When you recall how thoroughly public confidence was shaken during that last financial meltdown, you probably also remember how reluctant most people were to presume that Delaware real estate values would rebound anytime soon. Those who saw nose diving property values as nothing less than a great buying opportunity were in the courageous minority—even though a cool-headed review of the history of home values’ ups and downs made such a conclusion pretty safe.
Today there may be a similar Delaware real estate opportunity—although, in truth, you have to look a lot harder to see it. It’s emerging in the realm of Delaware rental real estate investments. Instead of resulting from a dramatic global financial shakeup, it’s the by-product of a less headline-grabbing phenomenon—namely, an emerging shift in American lifestyle and spending habits.

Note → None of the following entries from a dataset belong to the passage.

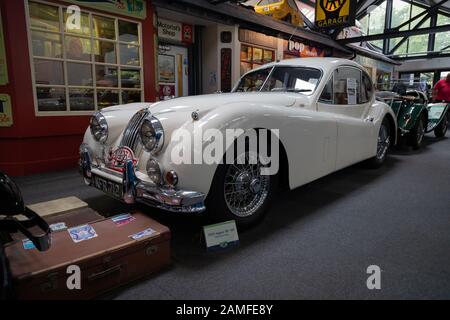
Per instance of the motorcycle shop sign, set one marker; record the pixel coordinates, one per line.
(175, 31)
(335, 13)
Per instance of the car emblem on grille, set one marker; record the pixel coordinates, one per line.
(117, 159)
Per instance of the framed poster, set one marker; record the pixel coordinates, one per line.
(225, 70)
(166, 68)
(3, 63)
(5, 111)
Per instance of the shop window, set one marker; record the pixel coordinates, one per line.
(253, 57)
(86, 68)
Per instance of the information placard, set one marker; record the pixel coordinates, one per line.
(221, 236)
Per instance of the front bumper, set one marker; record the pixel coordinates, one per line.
(135, 190)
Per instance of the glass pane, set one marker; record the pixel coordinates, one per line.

One piece of evidence can be found in the rapid adoption of “sharing economy” businesses like Airbnb and Uber. Forbes magazine points to their ascendency as evidence of a shift in Americans’ willingness to share goods and services with others—as well as a new attitude about ownership in general. It’s most evident among the younger set: “A fifth of Millennials would consider renting DIY products, clothing or sporting equipment,” one survey found—key drivers being affordability and convenience.

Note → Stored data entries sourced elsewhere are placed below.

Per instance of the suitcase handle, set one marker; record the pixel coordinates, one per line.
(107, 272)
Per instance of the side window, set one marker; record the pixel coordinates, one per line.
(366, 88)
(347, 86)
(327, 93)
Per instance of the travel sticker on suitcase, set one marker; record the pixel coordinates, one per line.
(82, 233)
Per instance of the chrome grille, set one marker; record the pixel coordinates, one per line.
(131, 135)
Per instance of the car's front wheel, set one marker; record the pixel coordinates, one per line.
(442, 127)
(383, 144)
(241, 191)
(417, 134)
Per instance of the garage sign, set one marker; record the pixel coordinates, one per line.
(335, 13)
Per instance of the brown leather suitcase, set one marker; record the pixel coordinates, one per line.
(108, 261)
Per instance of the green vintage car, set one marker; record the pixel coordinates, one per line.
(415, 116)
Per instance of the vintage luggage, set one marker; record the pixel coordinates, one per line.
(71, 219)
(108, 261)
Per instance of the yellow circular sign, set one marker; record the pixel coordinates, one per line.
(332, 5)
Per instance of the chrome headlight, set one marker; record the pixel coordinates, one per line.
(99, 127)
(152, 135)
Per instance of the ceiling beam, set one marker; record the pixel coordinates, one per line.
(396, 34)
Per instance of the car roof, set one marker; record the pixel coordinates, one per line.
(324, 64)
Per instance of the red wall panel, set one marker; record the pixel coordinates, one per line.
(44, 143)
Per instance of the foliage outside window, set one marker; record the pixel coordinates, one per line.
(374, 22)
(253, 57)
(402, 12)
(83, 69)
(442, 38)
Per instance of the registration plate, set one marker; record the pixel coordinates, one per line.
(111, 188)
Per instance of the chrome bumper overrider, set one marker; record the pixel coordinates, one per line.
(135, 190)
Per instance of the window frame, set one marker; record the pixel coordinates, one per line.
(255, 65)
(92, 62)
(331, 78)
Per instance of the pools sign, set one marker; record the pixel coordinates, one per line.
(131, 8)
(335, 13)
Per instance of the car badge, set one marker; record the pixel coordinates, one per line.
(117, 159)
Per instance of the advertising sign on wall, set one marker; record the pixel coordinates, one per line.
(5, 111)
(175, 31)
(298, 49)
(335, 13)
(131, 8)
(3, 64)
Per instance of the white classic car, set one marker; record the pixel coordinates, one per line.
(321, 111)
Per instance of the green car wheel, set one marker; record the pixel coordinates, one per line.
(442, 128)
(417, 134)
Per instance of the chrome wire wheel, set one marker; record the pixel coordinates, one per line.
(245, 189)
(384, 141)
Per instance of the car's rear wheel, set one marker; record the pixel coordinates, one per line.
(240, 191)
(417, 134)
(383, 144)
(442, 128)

Forbes also looked at attitudes among Millennials about housing. Nearly a quarter who are not yet on the housing ladder said they were not concerned about owning a home of their own and would be content to rent for the rest of their lives. If offered lease terms of five or more years, they would be encouraged to “treat their rented property more like a home.”
Meantime, the widely-respected Pew Research Center found particularly that steep declines in homeownership are only partially due to the difficulty of coming up with a down payment. Even though mortgage approval rates are up, home loan applications are down.

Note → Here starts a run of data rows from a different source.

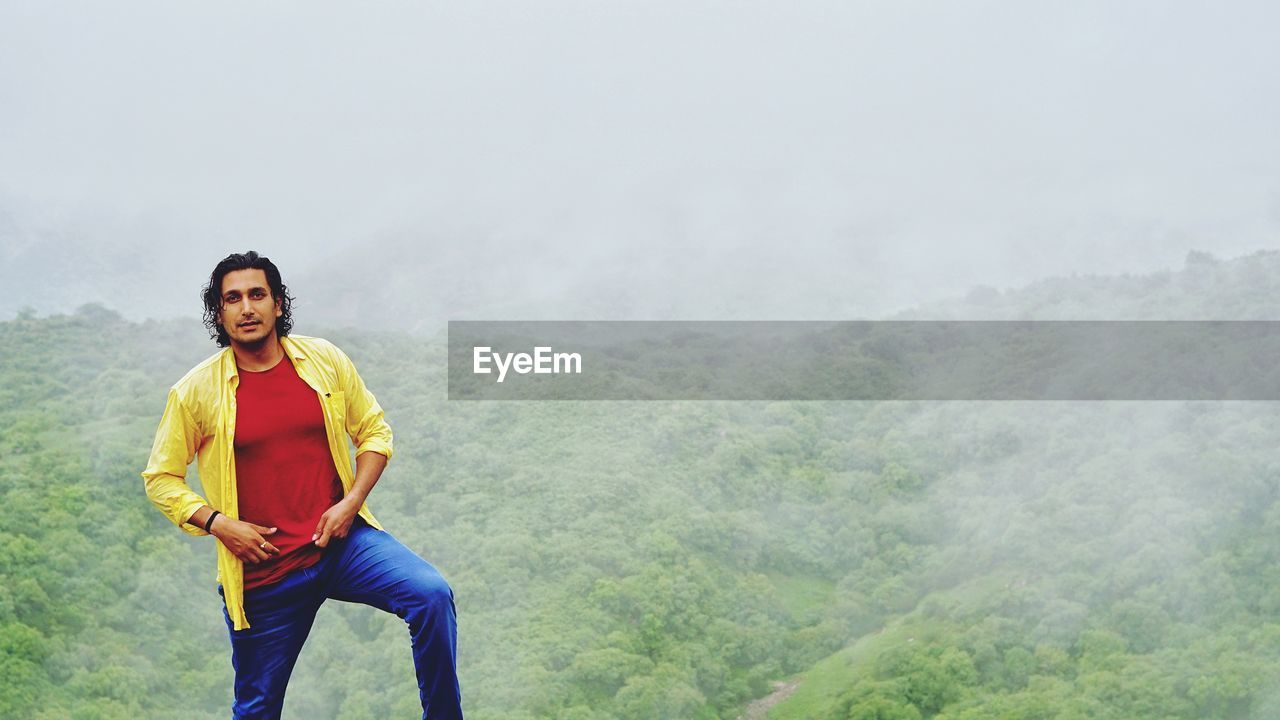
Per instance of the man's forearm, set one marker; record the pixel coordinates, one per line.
(369, 468)
(200, 516)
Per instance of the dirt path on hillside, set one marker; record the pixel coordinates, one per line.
(760, 707)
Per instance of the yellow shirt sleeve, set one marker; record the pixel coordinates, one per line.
(366, 423)
(173, 450)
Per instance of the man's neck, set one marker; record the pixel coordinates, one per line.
(259, 356)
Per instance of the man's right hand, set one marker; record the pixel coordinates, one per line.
(245, 540)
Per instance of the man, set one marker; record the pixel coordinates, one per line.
(269, 418)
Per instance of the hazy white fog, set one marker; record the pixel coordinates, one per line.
(627, 159)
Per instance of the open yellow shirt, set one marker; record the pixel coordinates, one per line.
(200, 419)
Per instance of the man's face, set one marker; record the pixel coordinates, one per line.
(248, 310)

This impact such an attitudinal shift could mean is underlined when you realize that there are 92 million Millennials. They make up the largest generation in American history. If they continue to place more value on the flexibility and convenience provided by the new business models, another outcome could well be the disappearance of the stigma that used to go with renting. Per the Urban Institute’s Laurie Goodman, the dip in homeownership among younger generations “is a permanent shift”—one evidenced by the rise in “lifestyle renters” (those who can afford to buy, but choose not to).